Source: The post RBI’s capital market lending revamp has been created, based on the article “RBI unlocks capital market liquidity with funding boost at a time markets are flat: Here’s how the measures would work” published in “Indian Express” on 4 October 2025. RBI’s capital market lending revamp.

UPSC Syllabus: GS-3-Indian Economy and issues relating to Planning, Mobilization of Resources, Growth, Development and Employment.
Context: The Reserve Bank of India (RBI) has recently announced a series of reforms aimed at revitalising India’s financial and capital markets. These measures are designed to improve liquidity, ease access to credit, and enhance banks’ participation in equity and debt markets. The move marks a significant shift toward integrating India’s banking system more closely with its capital market ecosystem.
Key Measures Announced
- Lending for Corporate Acquisitions: For the first time, banks are now permitted to finance corporate acquisitions, enabling them to fund buyouts and consolidation deals that were previously out of reach.

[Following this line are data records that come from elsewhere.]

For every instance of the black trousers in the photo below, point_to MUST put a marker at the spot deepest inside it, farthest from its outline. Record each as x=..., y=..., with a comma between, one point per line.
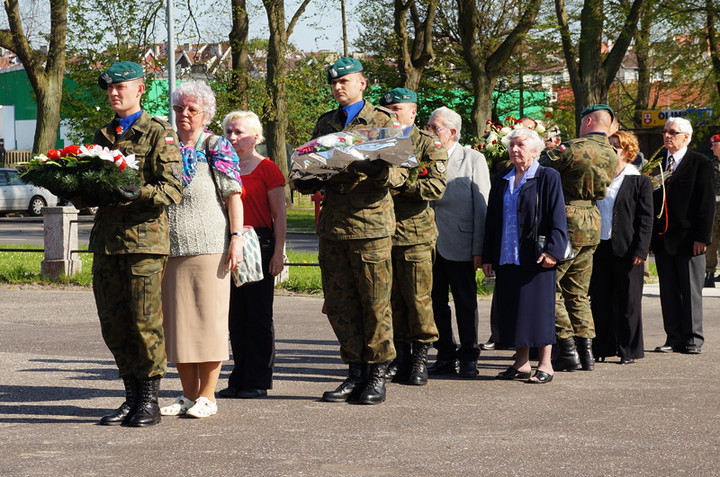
x=616, y=300
x=252, y=331
x=458, y=277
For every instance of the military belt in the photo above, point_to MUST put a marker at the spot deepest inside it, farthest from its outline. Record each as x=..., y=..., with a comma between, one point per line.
x=581, y=203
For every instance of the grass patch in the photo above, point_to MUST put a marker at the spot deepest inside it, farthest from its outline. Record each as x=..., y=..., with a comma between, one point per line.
x=303, y=279
x=24, y=268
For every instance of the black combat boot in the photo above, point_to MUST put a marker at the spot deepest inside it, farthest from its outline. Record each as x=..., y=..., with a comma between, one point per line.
x=399, y=368
x=148, y=410
x=126, y=410
x=418, y=370
x=567, y=358
x=584, y=348
x=351, y=385
x=374, y=392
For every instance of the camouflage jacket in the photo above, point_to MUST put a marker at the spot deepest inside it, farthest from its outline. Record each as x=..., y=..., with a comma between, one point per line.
x=415, y=220
x=356, y=206
x=141, y=226
x=586, y=166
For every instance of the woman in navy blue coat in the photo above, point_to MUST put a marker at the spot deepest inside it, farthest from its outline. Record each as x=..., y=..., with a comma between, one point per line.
x=523, y=307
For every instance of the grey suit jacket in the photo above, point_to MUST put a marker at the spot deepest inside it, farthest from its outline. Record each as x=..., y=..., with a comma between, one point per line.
x=460, y=214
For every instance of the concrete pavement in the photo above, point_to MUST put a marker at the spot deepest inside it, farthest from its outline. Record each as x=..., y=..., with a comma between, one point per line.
x=656, y=417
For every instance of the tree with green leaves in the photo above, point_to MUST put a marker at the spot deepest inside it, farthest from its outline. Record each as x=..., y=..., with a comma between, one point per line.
x=592, y=70
x=44, y=70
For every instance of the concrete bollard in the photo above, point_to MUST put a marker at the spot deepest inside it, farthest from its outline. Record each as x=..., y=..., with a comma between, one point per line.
x=60, y=238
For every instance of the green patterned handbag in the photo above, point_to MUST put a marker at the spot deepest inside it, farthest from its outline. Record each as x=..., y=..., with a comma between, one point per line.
x=250, y=269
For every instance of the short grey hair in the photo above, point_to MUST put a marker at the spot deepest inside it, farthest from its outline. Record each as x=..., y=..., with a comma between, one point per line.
x=200, y=92
x=250, y=119
x=532, y=138
x=450, y=119
x=682, y=124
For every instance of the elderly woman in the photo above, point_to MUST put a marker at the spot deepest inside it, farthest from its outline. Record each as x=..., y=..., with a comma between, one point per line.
x=252, y=333
x=205, y=245
x=626, y=216
x=526, y=202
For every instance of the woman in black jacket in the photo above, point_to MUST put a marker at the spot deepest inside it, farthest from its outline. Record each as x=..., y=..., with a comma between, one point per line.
x=617, y=279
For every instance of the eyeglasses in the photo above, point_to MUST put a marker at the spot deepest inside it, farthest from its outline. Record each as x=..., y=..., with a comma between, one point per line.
x=434, y=129
x=191, y=111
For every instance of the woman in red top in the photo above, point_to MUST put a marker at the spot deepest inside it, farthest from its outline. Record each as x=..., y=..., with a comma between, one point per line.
x=252, y=333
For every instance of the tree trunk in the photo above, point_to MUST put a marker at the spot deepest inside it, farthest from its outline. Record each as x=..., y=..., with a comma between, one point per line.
x=239, y=44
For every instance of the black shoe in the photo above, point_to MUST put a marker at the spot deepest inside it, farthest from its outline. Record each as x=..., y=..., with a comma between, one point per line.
x=692, y=349
x=584, y=350
x=353, y=383
x=228, y=392
x=512, y=373
x=148, y=410
x=443, y=366
x=489, y=346
x=399, y=368
x=567, y=358
x=124, y=413
x=374, y=392
x=468, y=369
x=251, y=393
x=418, y=364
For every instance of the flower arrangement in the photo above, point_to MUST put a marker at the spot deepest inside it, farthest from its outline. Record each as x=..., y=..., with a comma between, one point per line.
x=494, y=143
x=327, y=155
x=85, y=174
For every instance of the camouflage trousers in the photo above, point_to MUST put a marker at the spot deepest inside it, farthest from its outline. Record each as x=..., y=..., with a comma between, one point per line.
x=411, y=300
x=712, y=250
x=573, y=315
x=127, y=292
x=356, y=278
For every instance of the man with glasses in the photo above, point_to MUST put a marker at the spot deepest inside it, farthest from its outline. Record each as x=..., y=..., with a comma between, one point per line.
x=130, y=245
x=414, y=244
x=460, y=219
x=684, y=214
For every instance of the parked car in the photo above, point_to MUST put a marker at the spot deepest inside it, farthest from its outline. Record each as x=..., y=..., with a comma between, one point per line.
x=17, y=196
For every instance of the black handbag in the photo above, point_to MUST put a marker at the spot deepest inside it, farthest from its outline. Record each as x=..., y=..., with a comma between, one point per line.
x=541, y=240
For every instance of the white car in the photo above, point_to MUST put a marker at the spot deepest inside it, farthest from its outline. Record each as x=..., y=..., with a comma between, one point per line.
x=17, y=196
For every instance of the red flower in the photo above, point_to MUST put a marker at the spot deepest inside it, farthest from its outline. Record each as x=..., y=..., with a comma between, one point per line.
x=70, y=151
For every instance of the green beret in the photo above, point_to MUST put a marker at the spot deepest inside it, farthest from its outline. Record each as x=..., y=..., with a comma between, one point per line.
x=598, y=107
x=343, y=66
x=119, y=72
x=398, y=95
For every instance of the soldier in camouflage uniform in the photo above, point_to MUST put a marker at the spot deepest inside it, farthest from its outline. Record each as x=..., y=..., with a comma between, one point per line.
x=586, y=165
x=711, y=253
x=354, y=227
x=130, y=243
x=413, y=250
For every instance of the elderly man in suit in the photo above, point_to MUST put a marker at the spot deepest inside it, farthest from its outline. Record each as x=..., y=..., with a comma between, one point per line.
x=460, y=218
x=681, y=233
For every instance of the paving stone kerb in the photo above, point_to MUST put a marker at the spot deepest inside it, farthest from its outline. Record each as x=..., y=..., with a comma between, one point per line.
x=656, y=417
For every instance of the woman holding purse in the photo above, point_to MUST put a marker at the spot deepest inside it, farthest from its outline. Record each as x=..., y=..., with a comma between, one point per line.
x=252, y=332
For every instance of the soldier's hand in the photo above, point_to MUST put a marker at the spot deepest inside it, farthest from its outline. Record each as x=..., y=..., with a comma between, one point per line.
x=128, y=193
x=369, y=168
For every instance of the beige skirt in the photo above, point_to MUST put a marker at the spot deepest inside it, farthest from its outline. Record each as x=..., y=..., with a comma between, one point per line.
x=196, y=301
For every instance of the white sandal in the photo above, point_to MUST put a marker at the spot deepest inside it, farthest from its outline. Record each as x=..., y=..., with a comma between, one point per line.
x=203, y=408
x=178, y=408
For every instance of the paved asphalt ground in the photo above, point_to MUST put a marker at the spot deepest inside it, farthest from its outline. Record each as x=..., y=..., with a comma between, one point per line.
x=656, y=417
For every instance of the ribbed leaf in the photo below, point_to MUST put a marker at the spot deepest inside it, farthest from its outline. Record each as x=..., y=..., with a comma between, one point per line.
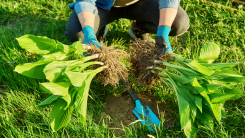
x=37, y=44
x=190, y=129
x=77, y=78
x=209, y=52
x=176, y=78
x=186, y=94
x=202, y=69
x=82, y=97
x=62, y=47
x=216, y=108
x=220, y=66
x=237, y=92
x=79, y=47
x=190, y=88
x=198, y=101
x=60, y=115
x=80, y=66
x=201, y=90
x=184, y=110
x=227, y=73
x=49, y=101
x=53, y=70
x=60, y=88
x=220, y=97
x=212, y=88
x=35, y=69
x=58, y=55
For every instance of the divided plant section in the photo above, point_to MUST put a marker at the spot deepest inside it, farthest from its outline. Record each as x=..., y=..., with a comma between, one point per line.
x=67, y=73
x=201, y=86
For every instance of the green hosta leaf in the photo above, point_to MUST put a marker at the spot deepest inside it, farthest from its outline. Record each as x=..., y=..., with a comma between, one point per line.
x=82, y=97
x=64, y=48
x=184, y=72
x=206, y=120
x=79, y=47
x=202, y=69
x=35, y=69
x=81, y=104
x=60, y=115
x=68, y=99
x=190, y=129
x=175, y=77
x=209, y=52
x=80, y=66
x=220, y=97
x=55, y=69
x=198, y=101
x=77, y=78
x=37, y=44
x=49, y=101
x=212, y=88
x=237, y=92
x=186, y=94
x=233, y=80
x=190, y=88
x=216, y=108
x=228, y=73
x=60, y=88
x=202, y=91
x=58, y=55
x=220, y=66
x=184, y=110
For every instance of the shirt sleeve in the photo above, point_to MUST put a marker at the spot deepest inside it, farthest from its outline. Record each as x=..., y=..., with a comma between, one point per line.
x=84, y=5
x=168, y=4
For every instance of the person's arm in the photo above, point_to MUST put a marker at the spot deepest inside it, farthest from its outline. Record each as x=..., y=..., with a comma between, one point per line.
x=167, y=16
x=168, y=11
x=86, y=18
x=86, y=13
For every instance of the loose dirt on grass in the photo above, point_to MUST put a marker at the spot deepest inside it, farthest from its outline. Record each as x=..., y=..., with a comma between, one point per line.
x=143, y=55
x=112, y=58
x=118, y=112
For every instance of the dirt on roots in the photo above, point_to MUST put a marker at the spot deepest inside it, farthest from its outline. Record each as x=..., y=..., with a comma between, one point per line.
x=143, y=55
x=112, y=58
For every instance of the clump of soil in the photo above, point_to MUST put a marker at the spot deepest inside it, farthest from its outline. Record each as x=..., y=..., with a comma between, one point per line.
x=112, y=59
x=118, y=111
x=143, y=55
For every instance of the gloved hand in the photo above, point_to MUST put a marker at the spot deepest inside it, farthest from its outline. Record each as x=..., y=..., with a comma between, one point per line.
x=89, y=36
x=162, y=39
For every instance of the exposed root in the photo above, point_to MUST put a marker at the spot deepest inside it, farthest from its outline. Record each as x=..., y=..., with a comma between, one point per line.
x=143, y=55
x=112, y=58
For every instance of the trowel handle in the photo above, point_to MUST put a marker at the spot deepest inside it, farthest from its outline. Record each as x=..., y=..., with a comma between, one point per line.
x=131, y=92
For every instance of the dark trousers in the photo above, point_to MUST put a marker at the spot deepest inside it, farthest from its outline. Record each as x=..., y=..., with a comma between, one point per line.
x=145, y=12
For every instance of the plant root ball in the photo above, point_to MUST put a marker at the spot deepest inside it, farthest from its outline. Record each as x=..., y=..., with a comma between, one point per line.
x=112, y=59
x=143, y=55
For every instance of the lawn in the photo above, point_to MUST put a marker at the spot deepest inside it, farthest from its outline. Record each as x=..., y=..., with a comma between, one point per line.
x=19, y=95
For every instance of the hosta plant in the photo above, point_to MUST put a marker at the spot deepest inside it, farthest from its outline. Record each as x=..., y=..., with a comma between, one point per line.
x=67, y=74
x=201, y=87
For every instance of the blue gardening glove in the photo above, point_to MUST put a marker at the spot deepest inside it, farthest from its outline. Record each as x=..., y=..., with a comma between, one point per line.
x=162, y=39
x=89, y=36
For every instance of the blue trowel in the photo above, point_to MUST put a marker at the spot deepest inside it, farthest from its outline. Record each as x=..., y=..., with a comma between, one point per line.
x=142, y=112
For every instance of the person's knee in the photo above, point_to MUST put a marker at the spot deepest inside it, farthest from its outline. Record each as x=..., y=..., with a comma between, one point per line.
x=73, y=36
x=73, y=30
x=181, y=24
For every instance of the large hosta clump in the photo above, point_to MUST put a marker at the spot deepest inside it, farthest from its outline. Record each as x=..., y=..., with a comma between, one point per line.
x=201, y=87
x=65, y=69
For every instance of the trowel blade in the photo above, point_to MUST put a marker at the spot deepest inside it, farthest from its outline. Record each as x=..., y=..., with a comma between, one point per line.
x=145, y=114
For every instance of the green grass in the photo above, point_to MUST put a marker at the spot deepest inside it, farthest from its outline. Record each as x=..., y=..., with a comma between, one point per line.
x=20, y=118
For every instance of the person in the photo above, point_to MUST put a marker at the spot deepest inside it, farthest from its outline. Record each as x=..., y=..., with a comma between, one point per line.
x=164, y=18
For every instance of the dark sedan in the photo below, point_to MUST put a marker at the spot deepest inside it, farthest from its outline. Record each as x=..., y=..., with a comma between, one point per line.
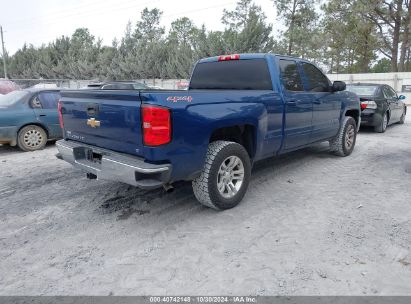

- Higher Lending Limits Against Securities: The RBI has removed the ceiling on loans against listed debt securities. The individual loan limit against shares has been increased from ₹20 lakh to ₹1 crore, and the IPO financing limit for retail investors has been raised from ₹10 lakh to ₹25 lakh.
- Withdrawal of Curbs on Large Borrowers (2016 Framework): RBI has rolled back the earlier restrictions that penalized banks for lending to very large corporates (systemic exposure above ₹10,000 crore).
- Systemic risk will now be managed through macroprudential tools, while individual exposure caps will remain under the Large Exposure Framework.
Objectives of the Reforms
- Boost capital market liquidity: Facilitate greater fund flow into equity and debt markets.
- Encourage retail participation: By raising IPO financing limits and simplifying access to capital.
- Strengthen financial intermediation: Improve banks’ role in connecting savings with investment.
- Enhance credit growth: Revitalize corporate and capital market-linked lending that has lagged behind retail and MSME sectors.
Implications for Banks
- Credit Growth Revival: The reforms enable banks to participate in acquisition financing, a new avenue that can revive corporate credit growth, particularly in sectors where organic expansion is slow.
- Level Playing Field with NBFCs: Earlier, Non-Banking Financial Companies (NBFCs) dominated segments like loans against shares (LAS) and IPO financing. The relaxation now allows banks to compete on more equal terms.
- Re-engagement with Large Corporates: Withdrawal of the 2016 curbs signals renewed RBI confidence in banks’ risk management capabilities, allowing them to re-engage with large industrial groups while maintaining regulatory oversight.
- Improved Portfolio Diversification: Banks can now expand exposure to capital market instruments like REITs and InvITs, diversifying revenue sources beyond traditional term loans.
Implications for Markets and Economy
- Enhanced Liquidity: Higher lending limits and IPO financing will increase liquidity flow into primary and secondary markets, supporting fund-raising and investment activity.
- Support for Corporate Restructuring: Easier access to acquisition finance may encourage mergers and acquisitions (M&A), facilitating consolidation in key industries.
- Impact on NBFCs: NBFCs may face reduced demand in traditional LAS and IPO financing segments due to increased bank participation.
- Macroeconomic Stability: The RBI aims to manage systemic risks through macroprudential regulation, ensuring liquidity expansion does not translate into financial instability.
Way Forward
- Robust Risk Management: Banks must strengthen due diligence and risk assessment frameworks to avoid concentration risks in large corporate lending.
- Balanced Regulatory Oversight: RBI should ensure that enhanced liquidity and competition do not lead to excessive leverage or speculative activity in capital markets.
- Encouraging Innovation: Banks should leverage fintech and digital lending platforms to deliver market-linked products efficiently.
- Investor Awareness and Protection: With higher retail participation in IPOs and capital markets, financial literacy and investor protection mechanisms must be enhanced.
Conclusion
The RBI’s capital market lending revamp represents a calibrated liberalization aimed at integrating India’s banking and capital markets. By expanding banks’ participation in securities-based lending and acquisition finance, the reforms are poised to boost liquidity, corporate activity, and financial depth. However, maintaining prudential norms and ensuring responsible lending will be crucial to sustain stability alongside growth.
Question: Examine the recent measures introduced by the Reserve Bank of India (RBI) to enhance liquidity in capital markets and their likely implications for banks and the broader economy.